My guess is that when I'm running the for loop on the paragraph
, I need to some how find all anchor tags and text and do something like etree.Element("{%s}a" % nm["apxh"], nsmap=nm)
but I'm not really sure
This is the current script:
def get_news_feed(request):
articles = models.Article.objects.all().filter(distributable = True)
nm = {
None: "http://www.w3.org/2005/Atom",
"ap": "http://ap.org/schemas/03/2005/aptypes",
"apcm": "http://ap.org/schemas/03/2005/apcm",
"apnm": "http://ap.org/schemas/03/2005/apnm",
"apxh": "http://www.w3.org/1999/xhtml",
}
doc = etree.Element("{%s}feed" % nm[None], nsmap=nm)
for article in articles:
entry = etree.Element("{%s}entry" % nm[None], nsmap=nm)
content = etree.Element("{%s}content" % nm[None], nsmap=nm)
content.set("type", "xhtml")
div = etree.Element("{%s}div" % nm["apxh"], nsmap=nm)
for paragraph in article.body.replace("&", "&").split("\n"):
par = etree.Element("{%s}p" % nm["apxh"], nsmap=nm)
par.text = paragraph
par.text = paragraph.replace("<a", "<apxh:a")
par.text = par.text.replace("</a", "</apxh:a")
par.text = cleanup_entities(par.text)
div.append(par)
content.append(div)
entry.append(content)
doc.append(entry)
output = etree.tostring(doc, encoding="UTF-8", xml_declaration=True, pretty_print=True)
return HttpResponse(output, mimetype="application/xhtml+xml")

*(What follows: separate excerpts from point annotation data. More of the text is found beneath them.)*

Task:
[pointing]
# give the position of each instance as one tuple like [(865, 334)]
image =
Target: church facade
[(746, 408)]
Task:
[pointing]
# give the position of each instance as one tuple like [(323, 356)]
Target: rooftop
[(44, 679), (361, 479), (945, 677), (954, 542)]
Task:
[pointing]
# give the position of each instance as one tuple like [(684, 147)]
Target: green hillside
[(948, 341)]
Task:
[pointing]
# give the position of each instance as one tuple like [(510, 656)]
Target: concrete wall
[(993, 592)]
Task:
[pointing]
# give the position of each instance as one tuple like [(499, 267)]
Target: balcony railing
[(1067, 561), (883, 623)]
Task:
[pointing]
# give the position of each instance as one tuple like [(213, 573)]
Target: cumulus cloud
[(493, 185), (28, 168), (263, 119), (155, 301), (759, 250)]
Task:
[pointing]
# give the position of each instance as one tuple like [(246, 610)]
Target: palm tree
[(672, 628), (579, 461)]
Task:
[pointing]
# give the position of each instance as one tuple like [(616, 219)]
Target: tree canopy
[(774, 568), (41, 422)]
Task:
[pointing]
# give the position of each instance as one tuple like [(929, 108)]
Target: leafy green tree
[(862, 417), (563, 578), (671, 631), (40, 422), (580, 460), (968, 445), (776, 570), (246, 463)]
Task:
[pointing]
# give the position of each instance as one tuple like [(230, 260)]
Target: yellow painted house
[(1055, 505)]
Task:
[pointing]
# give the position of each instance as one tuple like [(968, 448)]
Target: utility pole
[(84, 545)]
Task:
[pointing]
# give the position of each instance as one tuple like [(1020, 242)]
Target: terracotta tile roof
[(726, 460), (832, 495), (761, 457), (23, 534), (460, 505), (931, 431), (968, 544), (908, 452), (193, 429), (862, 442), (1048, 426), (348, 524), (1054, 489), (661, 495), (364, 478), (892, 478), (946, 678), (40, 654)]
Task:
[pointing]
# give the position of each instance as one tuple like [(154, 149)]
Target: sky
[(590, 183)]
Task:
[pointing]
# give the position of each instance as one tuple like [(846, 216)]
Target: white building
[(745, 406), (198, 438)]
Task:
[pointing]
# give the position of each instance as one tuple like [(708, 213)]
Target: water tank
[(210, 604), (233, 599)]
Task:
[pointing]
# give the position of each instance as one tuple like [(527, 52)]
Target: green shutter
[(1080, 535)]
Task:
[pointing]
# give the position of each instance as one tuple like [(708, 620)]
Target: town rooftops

This is how the output should look:
<?xml version='1.0' encoding='UTF-8'?>
<feed xmlns:ap="http://ap.org/schemas/03/2005/aptypes" xmlns:apxh="http://www.w3.org/1999/xhtml" xmlns:apnm="http://ap.org/schemas/03/2005/apnm" xmlns:apcm="http://ap.org/schemas/03/2005/apcm" xmlns="http://www.w3.org/2005/Atom">
<entry>
<content type="xhtml">
<apxh:div>
<apxh:p>This is some text</apxh:p>
<apxh:p>This is text with a <apxh:a href="http://somewebsite.com">Link</apxh:a> in it.</apxh:p>
<apxh:p>Theater</apxh:p>
</apxh:div>
</content>
</entry>
</feed>
This is how the output currently looks:
<?xml version='1.0' encoding='UTF-8'?>
<feed xmlns:ap="http://ap.org/schemas/03/2005/aptypes" xmlns:apxh="http://www.w3.org/1999/xhtml" xmlns:apnm="http://ap.org/schemas/03/2005/apnm" xmlns:apcm="http://ap.org/schemas/03/2005/apcm" xmlns="http://www.w3.org/2005/Atom">
<entry>
<content type="xhtml">
<apxh:div>
<apxh:p>This is some text</apxh:p>
<apxh:p>This is text with a <apxh:a href=\"http://somewebsite.com;\">Link Text;</apxh:a> in it.</apxh:p>
<apxh:p>Theater</apxh:p>
</apxh:div>
</content>
</entry>
</feed>
Upvotes: 0
Views: 882
Reputation: 295678
Don't inject your content as literal text -- render it into DOM content, with a namespace map that implicitly makes the default namespace the same one mapped to aphx
:
import lxml.etree as etree
text='This is text with a <a href="http://somewebsite.com">Link</a> in it.'
text_el = etree.fromstring('<root xmlns="http://www.w3.org/1999/xhtml">' + text + '</root>')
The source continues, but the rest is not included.